Tradicionalmente, desde Durkheim, el suicidio es considerado un asunto solamente humano. Es escandaloso que el planeta, afectado en las leyes ecológicas, muestre con muertes de peces y pájaros sus nuevos síntomas.
Cabe preguntarse si el temple suicida actual no tiene también algo del drama de las ballenas encalladas. La diferencia entre sociedad, cultura y naturaleza tiende a desaparecer en nuestro tiempo. Cuando Durkheim hizo su clásico estudio, el suicidio era un error, una equivocación flagrante sobre la plenitud enigmática de la existencia. Ahora, cuando la tecnología ya es nuestra naturaleza, la propuesta de vida para esos cibernautas suicidas es la que parece equivocada. El mundo como representación empobrecida, henchido de vertiginosas tecnologías y en un planeta cada vez mas limitado, ha suscitado no una crisis de sentido, sino una inquietante claustrofobia grupal. Necesidad de salir del mundo, y no por la vía metafísica del Internet u otra trascendencia, sino por la más antigua de eliminar el cuerpo.
Contra toda intuición, los ladrillos del alma cambian con la historia más de lo que se cree. Algunas emociones comentadas con certeza por Descartes, como la misericordia, no tienen relevancia en ningún manual psiquiátrico o enciclopedia psicológica, otro tanto sucede con las pasiones de Hobbes o Spinoza. Otras afecciones, como la autoestima (que sube y baja como la presión atmosférica), resultarían cómicas en el riguroso siglo XVII. Nuestro “alma” padece de historicidad, y la modernidad es testigo. El vínculo con Internet propone un tipo de comunicación intensa, pero sin un “otro” palpable que “resista”. La capacidad de reiniciar y hacer un nuevo juego, permite evitar los “duelos” que propone la irreversible realidad.
En la utopía tecnológica todo fluye, intercambia, circula en una reversibilidad sin control, sin “duelo”. Solo la muerte es un tope verdadero, retorno a un límite perdido. Los adolescentes bullen en una red fastuosa de comunicación, que a su vez disuelve el vértice de donde parten. ¿Qué es una identidad en el cosmos incesante de reflujos informativos? No sería extraño que los suicidios colectivos de internautas ilustren el cambio de hábitat de nuestra especie (tema que había adelantado con un artículo anterior “La última prehistoria de la mutación digital”). El componente ideológico o familiar (que también es parte de la atmósfera suicida), no logra explicar la expansión actual de este fenómeno. Alejado del cuerpo, deslizado a la virtualidad como signo que circula, el sujeto encuentra en la muerte una salida a la vorágine.

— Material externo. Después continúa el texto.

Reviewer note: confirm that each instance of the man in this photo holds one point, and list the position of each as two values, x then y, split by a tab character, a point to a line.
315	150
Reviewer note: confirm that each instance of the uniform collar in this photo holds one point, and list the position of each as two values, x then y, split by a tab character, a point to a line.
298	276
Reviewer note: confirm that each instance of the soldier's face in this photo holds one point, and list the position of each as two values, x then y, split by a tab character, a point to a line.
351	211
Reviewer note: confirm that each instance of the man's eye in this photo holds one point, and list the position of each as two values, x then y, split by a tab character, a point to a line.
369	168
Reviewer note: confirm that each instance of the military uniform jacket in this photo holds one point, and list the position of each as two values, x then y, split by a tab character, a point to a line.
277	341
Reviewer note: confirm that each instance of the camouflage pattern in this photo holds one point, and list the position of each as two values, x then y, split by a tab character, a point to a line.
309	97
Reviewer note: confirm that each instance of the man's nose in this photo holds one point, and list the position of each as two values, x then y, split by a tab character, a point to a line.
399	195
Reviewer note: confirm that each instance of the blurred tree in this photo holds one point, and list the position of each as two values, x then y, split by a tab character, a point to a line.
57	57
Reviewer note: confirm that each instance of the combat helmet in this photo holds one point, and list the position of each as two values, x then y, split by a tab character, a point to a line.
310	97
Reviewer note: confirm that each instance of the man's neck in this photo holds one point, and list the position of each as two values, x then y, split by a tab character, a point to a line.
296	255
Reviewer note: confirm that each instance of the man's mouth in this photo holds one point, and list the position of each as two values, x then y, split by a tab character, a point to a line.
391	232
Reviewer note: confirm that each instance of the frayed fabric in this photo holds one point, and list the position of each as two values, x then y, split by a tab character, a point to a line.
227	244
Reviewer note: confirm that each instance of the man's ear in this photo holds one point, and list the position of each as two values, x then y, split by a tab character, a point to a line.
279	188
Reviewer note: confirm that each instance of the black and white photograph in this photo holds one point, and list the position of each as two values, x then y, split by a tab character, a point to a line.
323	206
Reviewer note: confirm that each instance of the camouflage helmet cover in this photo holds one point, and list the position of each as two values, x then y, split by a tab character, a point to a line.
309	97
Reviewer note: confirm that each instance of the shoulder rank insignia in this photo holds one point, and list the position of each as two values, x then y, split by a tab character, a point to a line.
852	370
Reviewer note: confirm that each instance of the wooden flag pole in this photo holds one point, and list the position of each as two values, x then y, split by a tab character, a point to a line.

Durante muchos años esa elección era mística, existencial o romántica, desdeñosa de la oferta que balanceaba el mundo. La saturación de imágenes, el aluvión de respuestas que impiden la pregunta, el incansable consumo, no permite hoy ese balanceo.
Para ilustrar la inquietud existencial de su tiempo, Paul Valery dijo “Dios hizo al mundo de la nada, pero la nada siguió estando”. En el pletórico desarrollo de nuestra civilización se logró que la nada también deje de estar, y algunos atrapados solo logran apelar a la muerte para invocar su retorno.